Every cell of him screamed in joy. The hot, salty-metallic liquid flowed over his tongue with a richness animal blood never had. A richness his instincts had been craving since the moment he woke in the San Francisco morgue. Garreth could not turn away and spit. Something else snatched control of him. He swallowed.

The blood burned like fire in his throat, but a fire that cooled, not seared, soothing the other fire of thirst. And from it warmth spread outward through the rest of him, warmth and a crackling surge of energy. All awareness of the rain, the mortally injured cow, and the screaming girl in the car faded to the distant edge of perception. Garreth sucked and swallowed again, and again, ravenously, greedily relishing every drop.

Then, also dimly, he became aware of a siren wailing, rising above the cries of the trapped girl.

The chest of the girl at his knees heaved, drawing in a convulsive breath.

A hand touched Garreth's shoulder. "We'll take over now."

Fury boiled up in him.
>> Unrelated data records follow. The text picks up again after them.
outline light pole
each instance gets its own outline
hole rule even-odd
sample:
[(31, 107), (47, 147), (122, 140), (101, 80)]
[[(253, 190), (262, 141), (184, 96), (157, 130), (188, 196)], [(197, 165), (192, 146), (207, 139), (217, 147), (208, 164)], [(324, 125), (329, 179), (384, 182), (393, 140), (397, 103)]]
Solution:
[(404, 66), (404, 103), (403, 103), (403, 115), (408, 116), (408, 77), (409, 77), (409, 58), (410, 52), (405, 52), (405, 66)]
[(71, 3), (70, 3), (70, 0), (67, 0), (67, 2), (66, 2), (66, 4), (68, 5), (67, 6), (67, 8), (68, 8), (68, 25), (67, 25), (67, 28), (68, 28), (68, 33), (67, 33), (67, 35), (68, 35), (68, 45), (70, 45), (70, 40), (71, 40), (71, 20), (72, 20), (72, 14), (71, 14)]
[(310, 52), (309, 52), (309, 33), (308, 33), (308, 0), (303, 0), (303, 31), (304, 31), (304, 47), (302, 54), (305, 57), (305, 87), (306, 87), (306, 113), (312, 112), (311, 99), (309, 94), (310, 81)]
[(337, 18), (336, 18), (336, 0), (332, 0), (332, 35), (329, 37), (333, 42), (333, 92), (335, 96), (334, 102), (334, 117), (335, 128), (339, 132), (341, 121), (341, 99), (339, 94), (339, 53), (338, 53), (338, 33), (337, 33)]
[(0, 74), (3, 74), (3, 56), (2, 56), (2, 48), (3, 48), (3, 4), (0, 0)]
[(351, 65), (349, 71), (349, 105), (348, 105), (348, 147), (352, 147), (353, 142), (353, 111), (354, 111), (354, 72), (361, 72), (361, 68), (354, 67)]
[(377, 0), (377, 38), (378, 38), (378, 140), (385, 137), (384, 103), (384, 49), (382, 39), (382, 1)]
No, not yet! He clung snarling to his prey.

The hand pulled at him. "Mikaelian!"

The sound of his name ripped through the thing controlling him. Garreth suddenly saw what he was doing. In horror he flung away, jumping up and backing until the fence stopped his retreat. Barbs pricked him but he barely felt them. Animal! Is this the way you serve and protect, feeding on a helpless girl?

One of the ambulance attendants glanced up from examining the girl. "You've got her airway clear. Good work."

Good work? Garreth grimaced bitterly. They had no idea how he had done it, or that he had taken such pleasure in the act. A pleasure that part of him still felt, savoring the taste lingering in his mouth. That part of him also pointed out with some smugness that for the first time since he entered vampire life all hunger had been satisfied.

Red lights flashing on the highway toward town caught his eye. The wrecker. That reminded him of the car in the ditch.

The girl in it was still screaming. He hurriedly slid into the ditch and lay down beside the car again to reach in and catch her hand. "Kim, honey, it's all right. I'm back."

To his ears the reassurances he murmured at her sounded inane, but perhaps all that mattered was the sound of his voice and being touched by someone. The girl calmed. He made no attempt to leave again, just lay holding her hand, the two of them alone in the rain and cold and mud. Thank god the wrecker was coming. The water in the ditch felt deeper, and the girl's hand had gone icy.

Then abruptly the solitude vanished. The ditch swarmed with people: the wrecker crew, one attendant from the ambulance, a deputy sheriff from Lebeau, the town north, and a tall, beefy man Garreth recognized as Dell Gehrt. Someone put the cow out of its agony.

Garreth continued holding the girl's hand through the jolts and bumps of winching the car up on the shoulder and while it was cut apart to free her.

Finally the ambulance screamed away with its two patients. Garreth collected his slicker from where it had been pulled off the girl and slipped back into it to protect the seat of his car from his messy uniform, then leaving the deputy to finish up at the accident scene, he headed back to town.